Bob Kerrey may have a point. Any Democratic nominee with a sure instinct for the jugular—say, John F. Kennedy, who based his 1960 campaign on a non-existent “missile gap”—might easily have turned the 9/11 Report to partisan advantage. That John Kerry did not says more about his political instincts than about the report.
Shenon ignores this nuance, perhaps because it clashes with his major theme, which is a very dramatic one: that the commission’s ability to report the truth was neutered and neutralized by an executive director, Philip Zelikow, who was allowed to serve despite deep conflicts-of-interest, as well as surreptitious ties to the White House, including with then-national security adviser Condoleezza Rice. Although there are other revelations, the book’s axis of criticism is almost entirely about Zelikow, a University of Virginia professor and former director of the Miller Center of Public Affairs. Shenon’s book is a blistering critique of Zelikow’s performance, and a not-very-veiled criticism of the commission co-chairmen (Tom Kean and Lee Hamilton) who hired him in the first place, and then allowed Zelikow to stay on even after his multi-faceted conflicts-of-interest were fully revealed under oath.
Kean and Hamilton’s seeming obliviousness to appearances, which can be more important than private realities when the political and historical stakes are so high, certainly gnawed at the 9/11 relatives, several of whom called for Zelikow’s resignation or recusal from the most sensitive aspects of the inquiry about half-way through the commission’s term. In this regard, Shenon’s critique closely parallels the perspective of these 9/11 families, who believe the investigation they had to fight for tooth and nail was fatally compromised after Zelikow assumed the commission’s most important job.
Shenon goes to some pains to refute the most extreme interpretation of Zelikow’s hiring: that he was a “mole” emplaced by the White House to thwart the issuance of a devastating report. In fact, his name was put into play by former Senator Slade Gorton (R-Washington). Zelikow then quickly dazzled the co-chairmen, Tom Kean (R), a former governor of New Jersey, and Lee Hamilton (D), a former Indiana congressman, who were responsible for hiring an executive director. One measure of the suspicion generated by Zelikow’s appointment, however, is that this “mole” allegation is widely circulated and given credence (particularly on conspiracy-oriented websites) despite its falsity.
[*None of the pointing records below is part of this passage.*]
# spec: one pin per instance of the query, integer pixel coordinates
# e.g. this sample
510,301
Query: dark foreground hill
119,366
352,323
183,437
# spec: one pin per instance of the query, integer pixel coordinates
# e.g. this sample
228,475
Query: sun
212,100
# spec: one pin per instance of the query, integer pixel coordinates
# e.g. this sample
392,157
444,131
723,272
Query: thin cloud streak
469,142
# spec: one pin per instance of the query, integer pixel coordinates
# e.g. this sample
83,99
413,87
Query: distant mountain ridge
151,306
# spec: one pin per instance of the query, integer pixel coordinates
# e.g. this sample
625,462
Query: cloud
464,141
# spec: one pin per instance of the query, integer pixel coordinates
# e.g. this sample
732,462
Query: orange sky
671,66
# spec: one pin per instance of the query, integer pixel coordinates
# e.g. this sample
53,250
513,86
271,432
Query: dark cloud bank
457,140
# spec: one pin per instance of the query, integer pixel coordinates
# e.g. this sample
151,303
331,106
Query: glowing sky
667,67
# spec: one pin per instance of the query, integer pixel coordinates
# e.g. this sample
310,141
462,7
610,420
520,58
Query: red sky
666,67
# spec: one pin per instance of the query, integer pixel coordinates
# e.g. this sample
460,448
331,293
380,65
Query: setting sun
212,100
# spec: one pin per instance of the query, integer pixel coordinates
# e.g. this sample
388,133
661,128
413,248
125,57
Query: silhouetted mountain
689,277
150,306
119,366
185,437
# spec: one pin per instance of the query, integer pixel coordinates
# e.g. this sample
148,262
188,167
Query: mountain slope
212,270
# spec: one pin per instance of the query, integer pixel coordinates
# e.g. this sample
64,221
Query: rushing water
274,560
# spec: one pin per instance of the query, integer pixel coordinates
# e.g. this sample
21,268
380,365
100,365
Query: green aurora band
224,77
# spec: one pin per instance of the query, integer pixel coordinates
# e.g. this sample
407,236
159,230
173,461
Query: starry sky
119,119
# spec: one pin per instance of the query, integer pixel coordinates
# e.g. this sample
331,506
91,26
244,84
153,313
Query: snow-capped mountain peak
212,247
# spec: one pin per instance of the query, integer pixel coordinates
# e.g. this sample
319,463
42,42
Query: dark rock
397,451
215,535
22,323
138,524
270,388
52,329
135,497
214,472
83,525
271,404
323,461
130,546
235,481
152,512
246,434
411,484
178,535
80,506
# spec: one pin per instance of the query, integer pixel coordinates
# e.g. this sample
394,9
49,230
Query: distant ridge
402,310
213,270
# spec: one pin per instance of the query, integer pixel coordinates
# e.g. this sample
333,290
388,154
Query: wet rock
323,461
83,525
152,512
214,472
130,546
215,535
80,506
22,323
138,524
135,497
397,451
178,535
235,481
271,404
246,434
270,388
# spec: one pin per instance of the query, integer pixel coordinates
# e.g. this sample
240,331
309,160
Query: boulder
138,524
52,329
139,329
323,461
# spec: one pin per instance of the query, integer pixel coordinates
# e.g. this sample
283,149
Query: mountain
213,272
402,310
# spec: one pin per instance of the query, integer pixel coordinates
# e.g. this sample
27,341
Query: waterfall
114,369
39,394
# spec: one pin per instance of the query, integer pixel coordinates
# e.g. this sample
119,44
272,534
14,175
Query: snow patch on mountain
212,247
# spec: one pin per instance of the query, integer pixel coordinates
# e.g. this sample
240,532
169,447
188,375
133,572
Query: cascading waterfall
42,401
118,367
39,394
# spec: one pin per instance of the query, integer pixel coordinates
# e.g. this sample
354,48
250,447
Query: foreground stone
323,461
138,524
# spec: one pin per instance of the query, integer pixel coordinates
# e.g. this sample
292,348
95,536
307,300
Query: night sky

Shenon’s portrait of Zelikow is depressingly familiar to anyone who has worked under him, as I did.[4] A lawyer and foreign service officer before entering academia, Zelikow has many of the traits once ascribed to a young Henry Kissinger, minus the accent and Central European charm. Zelikow is routinely described, and rightly so, as having a keen and quick mind. He speaks in complete paragraphs, and has a striking capacity for boiling down a complicated problem, conveying its essence, and proposing a solution. He is also, as Shenon depicts, tightly wound, arrogant, unctuous, and prone to bullying. Kissinger himself probably summed up Zelikow best when Kean asked him what he thought about appointing the University of Virginia professor. “[Zelikow’s] one of the most brilliant men I know,” Kissinger responded. “But you will not like him. Nobody does.”[5]